By the late 1970s, Clarke’s work had become more overtly concerned with the political. Afrika Which Way (1978) and the ‘Ghetto Fence’ series (1985–99), for example, see the artist turn to collage, inspired in part by the graffiti appearing on the walls and fences that divided South Africa, not only from itself but from the rest of the world too. In Afrika Which Way, Clark references some of the continent’s liberation leaders – including Amílcar Cabral, Kwame Nkrumah, Jomo Kenyatta and Julius Nyerere – and attacks the Cold War that was tearing southern Africa apart. ‘Russians go home, CIA go home, Cubans go home, Exiles come home’, reads the paintwork on the wall that runs across the centre of this work. In the foreground, a young man holds a bird cage; above it fly a pair of white doves. Have they just been released, or is he about to trap them?

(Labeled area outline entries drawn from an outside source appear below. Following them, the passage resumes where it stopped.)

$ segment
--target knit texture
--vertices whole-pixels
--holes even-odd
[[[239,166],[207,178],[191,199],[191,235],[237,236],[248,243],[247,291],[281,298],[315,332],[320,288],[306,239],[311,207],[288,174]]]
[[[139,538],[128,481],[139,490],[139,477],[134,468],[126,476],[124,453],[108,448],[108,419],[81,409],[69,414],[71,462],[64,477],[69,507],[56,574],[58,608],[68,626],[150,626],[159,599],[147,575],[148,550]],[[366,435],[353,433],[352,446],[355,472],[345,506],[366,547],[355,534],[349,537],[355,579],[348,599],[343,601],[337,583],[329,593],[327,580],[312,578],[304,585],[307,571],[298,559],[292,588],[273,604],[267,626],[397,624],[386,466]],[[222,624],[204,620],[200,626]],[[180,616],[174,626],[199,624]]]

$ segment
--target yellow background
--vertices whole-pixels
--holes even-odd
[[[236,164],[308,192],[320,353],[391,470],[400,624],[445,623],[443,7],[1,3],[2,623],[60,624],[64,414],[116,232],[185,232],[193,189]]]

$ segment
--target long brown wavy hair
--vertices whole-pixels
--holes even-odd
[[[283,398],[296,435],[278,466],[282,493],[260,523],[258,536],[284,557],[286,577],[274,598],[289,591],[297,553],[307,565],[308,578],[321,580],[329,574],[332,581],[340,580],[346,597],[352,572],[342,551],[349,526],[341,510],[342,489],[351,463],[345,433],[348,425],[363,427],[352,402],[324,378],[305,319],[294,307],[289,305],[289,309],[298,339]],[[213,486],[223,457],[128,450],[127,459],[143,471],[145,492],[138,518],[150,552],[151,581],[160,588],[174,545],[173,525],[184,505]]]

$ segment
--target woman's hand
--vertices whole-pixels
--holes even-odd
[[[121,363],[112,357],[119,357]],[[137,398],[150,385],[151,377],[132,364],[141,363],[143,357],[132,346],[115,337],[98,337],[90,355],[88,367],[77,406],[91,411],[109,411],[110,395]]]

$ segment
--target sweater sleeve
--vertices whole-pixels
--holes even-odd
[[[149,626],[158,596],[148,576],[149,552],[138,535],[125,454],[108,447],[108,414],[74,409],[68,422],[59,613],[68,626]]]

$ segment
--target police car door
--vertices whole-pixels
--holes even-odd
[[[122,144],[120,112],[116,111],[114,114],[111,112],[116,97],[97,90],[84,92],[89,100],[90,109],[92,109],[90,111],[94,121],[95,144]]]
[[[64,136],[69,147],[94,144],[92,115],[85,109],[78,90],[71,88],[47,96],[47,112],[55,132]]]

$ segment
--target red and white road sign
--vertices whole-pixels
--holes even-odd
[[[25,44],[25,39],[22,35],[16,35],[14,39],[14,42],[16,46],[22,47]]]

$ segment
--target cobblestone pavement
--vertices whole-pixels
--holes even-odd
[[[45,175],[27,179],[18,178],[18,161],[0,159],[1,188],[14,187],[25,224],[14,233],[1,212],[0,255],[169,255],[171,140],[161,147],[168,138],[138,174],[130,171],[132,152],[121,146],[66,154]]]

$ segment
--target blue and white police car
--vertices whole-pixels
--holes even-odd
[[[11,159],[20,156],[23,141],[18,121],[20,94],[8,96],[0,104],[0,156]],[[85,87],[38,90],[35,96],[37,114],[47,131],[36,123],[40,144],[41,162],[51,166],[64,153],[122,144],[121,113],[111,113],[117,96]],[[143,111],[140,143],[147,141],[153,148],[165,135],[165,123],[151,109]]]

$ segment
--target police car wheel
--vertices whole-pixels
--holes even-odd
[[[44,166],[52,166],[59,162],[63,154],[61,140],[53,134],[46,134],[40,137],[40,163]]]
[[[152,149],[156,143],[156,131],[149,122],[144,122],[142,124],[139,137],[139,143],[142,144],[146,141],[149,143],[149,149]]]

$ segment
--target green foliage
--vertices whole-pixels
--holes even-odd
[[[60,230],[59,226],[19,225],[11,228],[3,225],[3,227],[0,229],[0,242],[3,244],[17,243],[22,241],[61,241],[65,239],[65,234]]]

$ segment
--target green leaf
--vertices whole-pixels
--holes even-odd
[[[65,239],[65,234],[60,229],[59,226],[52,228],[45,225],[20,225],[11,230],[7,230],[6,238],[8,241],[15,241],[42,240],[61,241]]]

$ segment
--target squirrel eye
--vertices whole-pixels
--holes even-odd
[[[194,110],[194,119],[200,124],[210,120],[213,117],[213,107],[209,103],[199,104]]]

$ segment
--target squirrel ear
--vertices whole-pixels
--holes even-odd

Jointly curated by Iniva’s Tessa Jackson and the director of the South African National Gallery, Riason Naidoo, the exhibition is Clarke’s first major retrospective in Europe, where it will be touring. A slight surprise was the inclusion of photographs by Clarke’s friend, George Hallett. In particular, two images of Nelson Mandela, that mind-bogglingly spectacular figure, risk undercutting the subtlety that marks Clarke’s work. These appear towards the end of the show alongside a number of delightful leporellos laid out in glass cases, and close to several pieces from Clarke’s ‘Fan’ series (1996–2004) in which he combines collages of fans with text. In Comrade Lenin, for example, he fantasizes about ‘the fanatics’ queuing up to look at the late leader’s embalmed body: what would happen if it suddenly sat upright and yawned at them all? It is here, in the artist’s prose, that we encounter his humour and even a desire to satirize the spectacle from which he has characteristically averted his attention.